CEO Navdip Singh Judge says that if its long-haul low-cost model doesn’t work then that business model doesn’t work.

Credit: Flypop

Startup Flypop is “very close” to securing its air operator’s certificate as it seeks to launch its first passenger flights between the UK and India.

Speaking on April 7 at the CAPA Leader Summit in Manchester, CEO Navdip Singh Judge said the conditions were “almost perfect” for the long-haul low-cost airline to enter to the market.

Flypop plans to fly nonstop from London Stansted (STN) to secondary cities in India targeting VFR traffic. Although its launch network has yet to be revealed, the carrier has identified Amritsar, Ahmedabad, Goa, Hyderabad, Kochi, Kolkata and Pune as focus cities.

“We’re just waiting for our AOC and it’s very close,” Judge said. “We will offer the cheapest possible seats to South Asia—more than 50% cheaper than the legacies. I can’t make it any cheaper.

“We’ve locked in as low as possible and we hope it works. And if it doesn’t work, then low-cost long-haul doesn’t work, but we’re going to give it our best shot.”

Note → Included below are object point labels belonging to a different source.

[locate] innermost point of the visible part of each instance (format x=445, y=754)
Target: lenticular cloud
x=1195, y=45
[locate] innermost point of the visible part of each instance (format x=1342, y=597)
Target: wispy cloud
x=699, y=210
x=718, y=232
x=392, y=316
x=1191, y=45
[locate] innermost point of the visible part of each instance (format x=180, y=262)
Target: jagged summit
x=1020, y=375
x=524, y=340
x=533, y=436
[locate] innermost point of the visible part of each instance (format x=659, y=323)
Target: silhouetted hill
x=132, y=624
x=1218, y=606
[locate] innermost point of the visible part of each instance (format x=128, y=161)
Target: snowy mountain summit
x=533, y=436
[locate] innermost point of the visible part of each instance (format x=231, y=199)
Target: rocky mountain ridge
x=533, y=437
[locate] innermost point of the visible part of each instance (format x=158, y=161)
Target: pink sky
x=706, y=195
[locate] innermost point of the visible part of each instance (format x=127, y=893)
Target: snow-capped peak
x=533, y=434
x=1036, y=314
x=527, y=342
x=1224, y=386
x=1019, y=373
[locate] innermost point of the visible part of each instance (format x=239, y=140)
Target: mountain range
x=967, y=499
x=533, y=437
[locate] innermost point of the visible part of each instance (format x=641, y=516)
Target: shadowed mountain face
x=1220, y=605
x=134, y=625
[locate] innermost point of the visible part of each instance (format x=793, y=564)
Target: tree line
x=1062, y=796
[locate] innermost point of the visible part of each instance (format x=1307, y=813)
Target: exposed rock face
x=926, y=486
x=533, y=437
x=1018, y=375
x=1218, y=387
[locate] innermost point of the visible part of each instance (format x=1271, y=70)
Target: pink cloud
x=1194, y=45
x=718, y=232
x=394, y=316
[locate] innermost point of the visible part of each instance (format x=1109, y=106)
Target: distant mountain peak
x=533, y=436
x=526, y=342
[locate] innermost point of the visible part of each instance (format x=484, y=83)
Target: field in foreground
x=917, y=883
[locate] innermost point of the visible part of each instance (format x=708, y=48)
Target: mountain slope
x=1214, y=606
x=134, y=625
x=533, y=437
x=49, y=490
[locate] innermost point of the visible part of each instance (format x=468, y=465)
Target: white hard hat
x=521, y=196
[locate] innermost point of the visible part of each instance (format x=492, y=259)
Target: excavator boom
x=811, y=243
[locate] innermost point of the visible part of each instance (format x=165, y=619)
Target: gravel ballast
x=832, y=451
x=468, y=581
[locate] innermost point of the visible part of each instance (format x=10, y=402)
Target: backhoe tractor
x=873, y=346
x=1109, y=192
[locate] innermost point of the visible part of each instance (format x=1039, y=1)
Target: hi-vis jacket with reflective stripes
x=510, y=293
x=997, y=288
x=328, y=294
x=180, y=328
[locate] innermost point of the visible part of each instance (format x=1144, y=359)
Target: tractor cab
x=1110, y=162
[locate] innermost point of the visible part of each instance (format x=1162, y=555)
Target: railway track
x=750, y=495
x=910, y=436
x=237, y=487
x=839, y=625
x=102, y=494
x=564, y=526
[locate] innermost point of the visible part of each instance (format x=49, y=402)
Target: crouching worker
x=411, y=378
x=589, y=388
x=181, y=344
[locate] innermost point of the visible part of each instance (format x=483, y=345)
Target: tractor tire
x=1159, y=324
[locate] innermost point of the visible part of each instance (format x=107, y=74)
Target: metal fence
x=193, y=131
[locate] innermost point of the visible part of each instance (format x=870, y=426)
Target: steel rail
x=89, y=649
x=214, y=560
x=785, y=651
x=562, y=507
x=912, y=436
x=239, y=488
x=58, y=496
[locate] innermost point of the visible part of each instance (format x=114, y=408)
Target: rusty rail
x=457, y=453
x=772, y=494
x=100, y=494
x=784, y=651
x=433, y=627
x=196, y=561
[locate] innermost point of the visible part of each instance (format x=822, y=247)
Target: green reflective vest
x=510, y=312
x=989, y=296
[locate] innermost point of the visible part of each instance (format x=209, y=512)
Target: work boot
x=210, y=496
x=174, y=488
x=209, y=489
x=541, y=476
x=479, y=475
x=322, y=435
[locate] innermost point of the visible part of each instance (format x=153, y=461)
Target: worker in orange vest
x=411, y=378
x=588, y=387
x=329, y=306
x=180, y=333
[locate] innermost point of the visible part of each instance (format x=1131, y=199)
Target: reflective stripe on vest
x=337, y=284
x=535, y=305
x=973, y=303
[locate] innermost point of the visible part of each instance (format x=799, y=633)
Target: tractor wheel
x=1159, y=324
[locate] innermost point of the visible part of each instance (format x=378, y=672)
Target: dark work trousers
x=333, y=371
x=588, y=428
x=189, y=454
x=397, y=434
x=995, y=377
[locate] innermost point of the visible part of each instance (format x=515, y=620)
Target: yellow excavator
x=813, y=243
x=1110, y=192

The carrier intends to operate Airbus A330-300s on passenger routes, equipped with 391 seats. It took delivery of its second aircraft in January. Both have been subleased to charter airline Hi Fly for cargo operations.

“We’re doing so well with our cargo JV with Hi Fly that for the first time ever a startup airline isn't burning cash into launch—we’re making cash,” Judge said. “We’ll launch when I’m absolutely ready. But we’re very close and the conditions are almost perfect.”

Judge said that he expects demand to be 75% from the UK to India. Flypop therefore hopes to increase demand in India with its low fares, taking market share from Air India.

Judge said: “The intention is to stimulate the demand India side coming west. If I can do that, I haven’t got enough aircraft. That’s the golden ticket. We’ll offer really low fares to a 1.4 billion market who wants to travel.”

He added: “I think because of COVID people want to fly nonstop. That’s our USP—flying nonstop to secondary cities in India. That’s what our diaspora wants.”

The UK-India market is currently served nonstop by four carriers. Air India serves London Heathrow (LHR) from Ahmedabad (AMD), Amritsar (ATQ), Cochin (COK), Delhi (DEL), Goa (GOI), Hyderabad (HYD) and Mumbai (BOM), as well as Birmingham (BHX) from Amritsar.

British Airways (BA), Virgin Atlantic and Vistara each serve LHR-DEL, while BA and Virgin operate LHR-BOM. Bengaluru (BLR), Chennai (MAA) and Hyderabad are also served from LHR by BA.